ひだまりシュガー ~イケメン達の秘密ノート~
「先生・・・」
そこには、昔俺が好きだった先生が立っていた。
「久しぶりね・・・」
俺が、高校に入学して、最初に好きになった女性。
大人の女性に憧れる16歳の俺が恋をしたのは、26歳の音楽の先生だった。
ピアノが得意な俺は、ピアノの練習をするという口実で毎日先生に会いに行ってたっけ。
俺は、変わらない笑顔を見て、当時のことを思い出していた。
音楽室で、俺が突然告白をしたこと・・・
先生は、びっくりした顔で、『私もあなたに惹かれてる』と言ってくれた。
でも、先生が俺を受け入れてくれることはなかった。
彼氏がいるのかどうかも知らなかったが、教師と生徒の恋なんて、やっぱり無理だったんだ。

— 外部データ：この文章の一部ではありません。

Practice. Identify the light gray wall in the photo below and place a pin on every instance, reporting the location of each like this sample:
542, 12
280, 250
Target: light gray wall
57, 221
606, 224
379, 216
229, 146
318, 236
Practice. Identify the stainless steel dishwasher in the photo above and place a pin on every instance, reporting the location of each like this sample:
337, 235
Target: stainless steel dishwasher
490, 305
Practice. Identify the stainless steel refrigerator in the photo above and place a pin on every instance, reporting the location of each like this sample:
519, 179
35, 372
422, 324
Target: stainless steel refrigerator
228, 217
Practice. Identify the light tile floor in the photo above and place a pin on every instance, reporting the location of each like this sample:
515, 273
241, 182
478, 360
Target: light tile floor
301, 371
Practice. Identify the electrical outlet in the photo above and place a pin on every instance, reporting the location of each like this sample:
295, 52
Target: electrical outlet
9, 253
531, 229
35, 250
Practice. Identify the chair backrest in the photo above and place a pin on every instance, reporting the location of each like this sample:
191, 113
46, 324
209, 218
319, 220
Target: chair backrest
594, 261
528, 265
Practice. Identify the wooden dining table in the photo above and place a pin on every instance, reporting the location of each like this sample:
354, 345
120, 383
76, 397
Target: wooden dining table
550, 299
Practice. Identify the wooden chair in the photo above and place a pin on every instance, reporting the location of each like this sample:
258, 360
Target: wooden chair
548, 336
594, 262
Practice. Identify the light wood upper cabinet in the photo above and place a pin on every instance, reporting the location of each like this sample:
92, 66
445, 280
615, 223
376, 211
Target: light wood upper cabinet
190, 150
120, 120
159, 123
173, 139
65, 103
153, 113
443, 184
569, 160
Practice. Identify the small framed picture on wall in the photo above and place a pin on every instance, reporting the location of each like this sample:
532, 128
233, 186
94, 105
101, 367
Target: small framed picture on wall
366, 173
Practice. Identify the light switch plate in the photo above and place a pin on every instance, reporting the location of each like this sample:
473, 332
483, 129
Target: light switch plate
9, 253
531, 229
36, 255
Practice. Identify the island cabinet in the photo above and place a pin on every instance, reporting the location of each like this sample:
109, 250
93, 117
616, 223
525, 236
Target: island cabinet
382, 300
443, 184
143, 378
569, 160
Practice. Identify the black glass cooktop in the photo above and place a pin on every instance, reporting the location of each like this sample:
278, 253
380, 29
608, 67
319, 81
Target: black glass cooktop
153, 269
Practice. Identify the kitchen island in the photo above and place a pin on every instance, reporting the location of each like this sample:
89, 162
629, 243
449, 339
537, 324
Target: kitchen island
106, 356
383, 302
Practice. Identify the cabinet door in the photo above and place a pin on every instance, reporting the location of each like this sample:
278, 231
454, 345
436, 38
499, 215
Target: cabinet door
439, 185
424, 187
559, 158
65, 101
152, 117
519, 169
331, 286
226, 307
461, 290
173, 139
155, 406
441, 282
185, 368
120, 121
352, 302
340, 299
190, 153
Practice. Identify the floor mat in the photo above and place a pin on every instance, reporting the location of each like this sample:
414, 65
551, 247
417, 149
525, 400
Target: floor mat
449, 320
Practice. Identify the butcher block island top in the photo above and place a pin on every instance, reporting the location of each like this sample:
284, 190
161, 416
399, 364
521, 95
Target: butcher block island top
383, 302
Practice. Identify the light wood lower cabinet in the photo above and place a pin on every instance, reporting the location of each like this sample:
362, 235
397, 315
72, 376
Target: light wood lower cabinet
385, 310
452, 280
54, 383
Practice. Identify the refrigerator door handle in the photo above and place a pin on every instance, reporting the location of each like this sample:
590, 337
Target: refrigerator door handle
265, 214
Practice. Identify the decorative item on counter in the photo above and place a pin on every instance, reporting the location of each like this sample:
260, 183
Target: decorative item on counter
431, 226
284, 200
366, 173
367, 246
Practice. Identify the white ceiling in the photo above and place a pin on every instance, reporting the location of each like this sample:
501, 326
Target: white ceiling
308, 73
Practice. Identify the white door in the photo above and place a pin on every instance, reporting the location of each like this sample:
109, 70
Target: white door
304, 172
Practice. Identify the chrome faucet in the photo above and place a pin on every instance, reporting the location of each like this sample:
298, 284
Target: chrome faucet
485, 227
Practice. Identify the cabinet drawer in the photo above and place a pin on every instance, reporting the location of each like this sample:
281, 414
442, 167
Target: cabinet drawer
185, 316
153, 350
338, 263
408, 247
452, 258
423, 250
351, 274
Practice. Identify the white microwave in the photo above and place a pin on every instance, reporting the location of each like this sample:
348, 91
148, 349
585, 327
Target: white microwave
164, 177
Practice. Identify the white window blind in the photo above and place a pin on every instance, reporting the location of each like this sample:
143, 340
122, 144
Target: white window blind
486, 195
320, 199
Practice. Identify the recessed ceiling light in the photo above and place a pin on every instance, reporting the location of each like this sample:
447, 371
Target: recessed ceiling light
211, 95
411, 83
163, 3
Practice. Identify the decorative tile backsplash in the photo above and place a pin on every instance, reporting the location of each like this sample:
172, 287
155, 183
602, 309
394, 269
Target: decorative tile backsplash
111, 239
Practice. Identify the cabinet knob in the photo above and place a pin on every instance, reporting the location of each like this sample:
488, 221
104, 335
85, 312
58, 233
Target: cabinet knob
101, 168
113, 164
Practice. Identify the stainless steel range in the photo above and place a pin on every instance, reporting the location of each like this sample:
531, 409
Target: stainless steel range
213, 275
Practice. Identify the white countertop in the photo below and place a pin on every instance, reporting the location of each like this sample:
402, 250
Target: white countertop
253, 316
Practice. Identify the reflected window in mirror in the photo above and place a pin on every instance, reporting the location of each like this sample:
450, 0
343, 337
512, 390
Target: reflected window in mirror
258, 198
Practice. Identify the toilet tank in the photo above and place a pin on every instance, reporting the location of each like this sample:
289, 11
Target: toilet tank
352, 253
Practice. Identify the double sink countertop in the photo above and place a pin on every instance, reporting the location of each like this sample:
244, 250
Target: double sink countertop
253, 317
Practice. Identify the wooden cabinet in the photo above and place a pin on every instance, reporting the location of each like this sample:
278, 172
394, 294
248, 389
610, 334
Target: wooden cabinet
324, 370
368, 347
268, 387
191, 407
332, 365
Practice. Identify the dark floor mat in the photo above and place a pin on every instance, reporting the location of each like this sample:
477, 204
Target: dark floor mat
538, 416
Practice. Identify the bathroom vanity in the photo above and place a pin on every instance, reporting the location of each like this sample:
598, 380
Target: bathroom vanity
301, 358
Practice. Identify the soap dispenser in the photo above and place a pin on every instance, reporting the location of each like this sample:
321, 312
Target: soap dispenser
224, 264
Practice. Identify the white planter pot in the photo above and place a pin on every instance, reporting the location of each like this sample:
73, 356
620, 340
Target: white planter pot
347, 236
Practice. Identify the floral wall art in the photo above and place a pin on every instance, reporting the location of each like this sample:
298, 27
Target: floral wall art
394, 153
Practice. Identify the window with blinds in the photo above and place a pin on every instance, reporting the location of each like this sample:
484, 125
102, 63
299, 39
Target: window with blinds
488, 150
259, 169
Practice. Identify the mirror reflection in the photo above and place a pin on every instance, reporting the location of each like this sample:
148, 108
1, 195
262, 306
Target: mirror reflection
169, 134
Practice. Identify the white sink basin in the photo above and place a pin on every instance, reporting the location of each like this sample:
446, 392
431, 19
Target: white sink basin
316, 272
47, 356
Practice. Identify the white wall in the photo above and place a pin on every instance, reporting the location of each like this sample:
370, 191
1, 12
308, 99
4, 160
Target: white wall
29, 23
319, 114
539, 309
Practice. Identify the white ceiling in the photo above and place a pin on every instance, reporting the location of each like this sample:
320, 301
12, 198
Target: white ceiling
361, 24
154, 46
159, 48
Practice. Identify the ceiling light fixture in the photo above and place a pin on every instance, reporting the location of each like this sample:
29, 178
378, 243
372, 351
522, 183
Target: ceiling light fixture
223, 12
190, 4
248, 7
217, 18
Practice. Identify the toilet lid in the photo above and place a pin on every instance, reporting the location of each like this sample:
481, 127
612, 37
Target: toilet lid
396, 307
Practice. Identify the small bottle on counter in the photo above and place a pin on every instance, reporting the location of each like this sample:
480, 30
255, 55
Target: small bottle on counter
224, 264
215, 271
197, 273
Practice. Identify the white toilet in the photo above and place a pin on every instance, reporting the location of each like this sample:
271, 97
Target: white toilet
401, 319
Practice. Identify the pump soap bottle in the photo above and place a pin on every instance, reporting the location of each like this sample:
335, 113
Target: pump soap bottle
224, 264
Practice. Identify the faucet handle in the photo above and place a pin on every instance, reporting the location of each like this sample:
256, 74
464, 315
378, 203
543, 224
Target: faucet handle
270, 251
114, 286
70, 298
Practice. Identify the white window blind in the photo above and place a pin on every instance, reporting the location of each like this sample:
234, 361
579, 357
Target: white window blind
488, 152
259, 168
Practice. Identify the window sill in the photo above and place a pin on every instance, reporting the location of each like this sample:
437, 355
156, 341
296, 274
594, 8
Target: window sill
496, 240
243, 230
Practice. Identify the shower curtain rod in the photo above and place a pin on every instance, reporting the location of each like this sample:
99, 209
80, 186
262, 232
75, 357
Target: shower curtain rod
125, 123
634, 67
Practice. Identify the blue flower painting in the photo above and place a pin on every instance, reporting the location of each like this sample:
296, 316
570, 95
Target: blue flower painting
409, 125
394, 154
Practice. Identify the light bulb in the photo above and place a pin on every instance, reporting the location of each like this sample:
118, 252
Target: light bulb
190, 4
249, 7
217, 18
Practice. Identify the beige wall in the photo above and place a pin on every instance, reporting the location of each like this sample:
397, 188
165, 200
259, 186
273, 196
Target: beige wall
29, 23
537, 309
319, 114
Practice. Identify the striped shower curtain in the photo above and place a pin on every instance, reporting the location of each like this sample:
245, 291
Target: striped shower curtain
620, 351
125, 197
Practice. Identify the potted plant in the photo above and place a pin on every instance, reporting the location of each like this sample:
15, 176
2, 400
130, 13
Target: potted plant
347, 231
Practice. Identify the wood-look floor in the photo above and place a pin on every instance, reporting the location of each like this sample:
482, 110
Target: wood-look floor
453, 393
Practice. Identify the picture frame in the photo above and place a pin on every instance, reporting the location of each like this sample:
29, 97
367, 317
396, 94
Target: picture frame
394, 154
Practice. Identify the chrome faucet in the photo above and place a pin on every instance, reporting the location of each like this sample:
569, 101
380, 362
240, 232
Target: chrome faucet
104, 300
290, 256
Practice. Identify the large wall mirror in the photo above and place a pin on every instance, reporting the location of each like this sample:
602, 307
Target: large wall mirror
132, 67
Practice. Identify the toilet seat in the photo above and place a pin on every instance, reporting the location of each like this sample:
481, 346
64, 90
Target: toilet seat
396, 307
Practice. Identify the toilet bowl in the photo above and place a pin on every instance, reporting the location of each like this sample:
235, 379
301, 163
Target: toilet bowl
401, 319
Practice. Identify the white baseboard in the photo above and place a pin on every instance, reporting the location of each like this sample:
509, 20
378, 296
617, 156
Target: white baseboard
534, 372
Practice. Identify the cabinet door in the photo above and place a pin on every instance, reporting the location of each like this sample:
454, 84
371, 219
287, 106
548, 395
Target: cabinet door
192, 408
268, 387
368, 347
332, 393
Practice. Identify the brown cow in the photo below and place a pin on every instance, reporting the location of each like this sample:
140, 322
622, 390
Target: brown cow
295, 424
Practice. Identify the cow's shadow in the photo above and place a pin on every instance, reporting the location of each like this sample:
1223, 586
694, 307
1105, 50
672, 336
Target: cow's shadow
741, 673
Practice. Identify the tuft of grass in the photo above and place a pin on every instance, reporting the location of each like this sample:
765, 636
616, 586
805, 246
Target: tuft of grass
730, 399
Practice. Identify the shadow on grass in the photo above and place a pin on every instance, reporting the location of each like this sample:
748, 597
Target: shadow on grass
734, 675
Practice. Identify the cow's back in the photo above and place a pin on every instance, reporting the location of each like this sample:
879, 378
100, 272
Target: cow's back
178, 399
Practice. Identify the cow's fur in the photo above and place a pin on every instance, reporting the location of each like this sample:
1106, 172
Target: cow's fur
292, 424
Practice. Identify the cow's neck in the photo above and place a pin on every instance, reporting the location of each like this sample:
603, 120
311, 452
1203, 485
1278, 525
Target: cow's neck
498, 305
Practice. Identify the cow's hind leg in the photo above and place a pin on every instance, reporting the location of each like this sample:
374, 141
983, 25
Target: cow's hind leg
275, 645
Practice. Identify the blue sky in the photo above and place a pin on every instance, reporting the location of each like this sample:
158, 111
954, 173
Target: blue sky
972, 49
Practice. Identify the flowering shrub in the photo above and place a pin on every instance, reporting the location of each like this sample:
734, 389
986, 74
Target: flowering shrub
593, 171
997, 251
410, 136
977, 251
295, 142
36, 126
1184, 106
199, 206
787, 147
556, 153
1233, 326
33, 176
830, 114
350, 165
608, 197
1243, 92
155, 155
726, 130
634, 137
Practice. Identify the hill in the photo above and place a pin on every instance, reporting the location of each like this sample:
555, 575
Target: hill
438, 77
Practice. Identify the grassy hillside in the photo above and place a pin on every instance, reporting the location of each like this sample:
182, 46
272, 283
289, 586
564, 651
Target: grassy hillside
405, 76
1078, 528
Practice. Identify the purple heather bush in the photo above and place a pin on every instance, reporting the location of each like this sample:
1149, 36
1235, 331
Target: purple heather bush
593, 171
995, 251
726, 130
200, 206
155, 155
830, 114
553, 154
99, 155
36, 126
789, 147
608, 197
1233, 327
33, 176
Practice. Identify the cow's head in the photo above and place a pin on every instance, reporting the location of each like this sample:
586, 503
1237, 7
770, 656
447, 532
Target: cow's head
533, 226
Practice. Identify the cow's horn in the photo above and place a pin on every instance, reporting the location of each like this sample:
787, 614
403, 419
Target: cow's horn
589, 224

その後、俺はイタリアへの留学が決まり、先生を忘れるにはちょうどいい1年間だった。
先生以上に好きになれる人に出会えなかったけど、帰国して・・・俺は陽菜ちゃんに出会った。
そのせいで、俺は、この学校に戻ってから一度も先生を探さなかった。
まだこの学校にいることは知っていたし、時々遠くから見かけたこともあった。
でも、声をかける気はなかった。